Уголовник глумливо развел руками.

— Ты, начальничек, про сокола с вороном сказку знаешь?

— А ты себя соколом мнишь? — поинтересовался я. — Дескать, лучше глоток свежей крови, чем мертвечина? Ты, гражданин Семенов, а ты точно Семенов? —Впрочем, мне без разницы, под какой фамилией тебя расстреливать. А кем себя мнишь — соколом или петухом щипаным, мне без разницы.

— Начальник, ты лишнее-то не базарь, — с угрозой произнес уголовник. — За слова-то отвечать придется.
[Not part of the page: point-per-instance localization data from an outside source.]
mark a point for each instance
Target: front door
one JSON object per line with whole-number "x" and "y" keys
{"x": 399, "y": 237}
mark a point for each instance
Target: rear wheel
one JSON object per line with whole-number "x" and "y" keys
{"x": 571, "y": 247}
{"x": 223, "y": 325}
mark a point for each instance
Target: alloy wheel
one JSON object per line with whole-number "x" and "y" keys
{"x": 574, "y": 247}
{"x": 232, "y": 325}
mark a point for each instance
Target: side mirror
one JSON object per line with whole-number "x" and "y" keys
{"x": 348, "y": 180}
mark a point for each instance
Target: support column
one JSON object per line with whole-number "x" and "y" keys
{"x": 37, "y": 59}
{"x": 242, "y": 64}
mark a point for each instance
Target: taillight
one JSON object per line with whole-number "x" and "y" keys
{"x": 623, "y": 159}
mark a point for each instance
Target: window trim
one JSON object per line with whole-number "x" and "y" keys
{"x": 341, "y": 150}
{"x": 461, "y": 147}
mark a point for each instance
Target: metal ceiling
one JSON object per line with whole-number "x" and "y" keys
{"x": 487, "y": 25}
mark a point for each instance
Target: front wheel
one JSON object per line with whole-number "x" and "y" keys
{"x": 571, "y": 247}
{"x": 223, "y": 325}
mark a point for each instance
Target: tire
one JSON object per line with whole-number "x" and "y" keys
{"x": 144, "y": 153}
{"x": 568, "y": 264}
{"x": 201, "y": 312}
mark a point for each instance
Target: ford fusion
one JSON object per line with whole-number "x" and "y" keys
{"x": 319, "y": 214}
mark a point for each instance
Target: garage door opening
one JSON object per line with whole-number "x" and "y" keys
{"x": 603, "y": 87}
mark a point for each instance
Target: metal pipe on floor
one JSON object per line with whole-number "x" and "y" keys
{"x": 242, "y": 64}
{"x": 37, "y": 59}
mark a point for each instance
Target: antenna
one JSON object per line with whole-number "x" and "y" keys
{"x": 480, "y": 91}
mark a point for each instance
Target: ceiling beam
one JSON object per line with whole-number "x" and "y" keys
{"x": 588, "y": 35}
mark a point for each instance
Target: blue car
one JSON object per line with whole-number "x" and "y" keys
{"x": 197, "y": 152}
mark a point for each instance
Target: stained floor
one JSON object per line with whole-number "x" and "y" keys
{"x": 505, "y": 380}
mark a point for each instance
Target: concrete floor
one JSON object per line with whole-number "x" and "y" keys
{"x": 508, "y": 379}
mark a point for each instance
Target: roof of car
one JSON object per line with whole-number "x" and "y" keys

— Перед тобой, что ли? — усмехнулся я. Подумав, махнул рукой. — Ладно, хочешь себя соколом считать, считай. Скажи-ка лучше, что ты с офицерами хотел сделать? Расстрелять, чтобы сапогами разжиться? Не маловато будет?

— Умный ты больно, — покачал головой бандит. — Догадаешься с трех раз?

— А что тут догадываться? Старо, как мир. Стал бы ты за офицеров с их семей выкуп требовать, а жены да матери за своих мужчин последнее тебе принесут. Так?

— Так. И бирюльки последние принесут, и сами перед тобой ноги раздвинут.

Дальше разговаривать с уголовником я не видел смысла. Он даже не больной, а сама болезнь, и от этой болезни есть только одно лекарство — пуля.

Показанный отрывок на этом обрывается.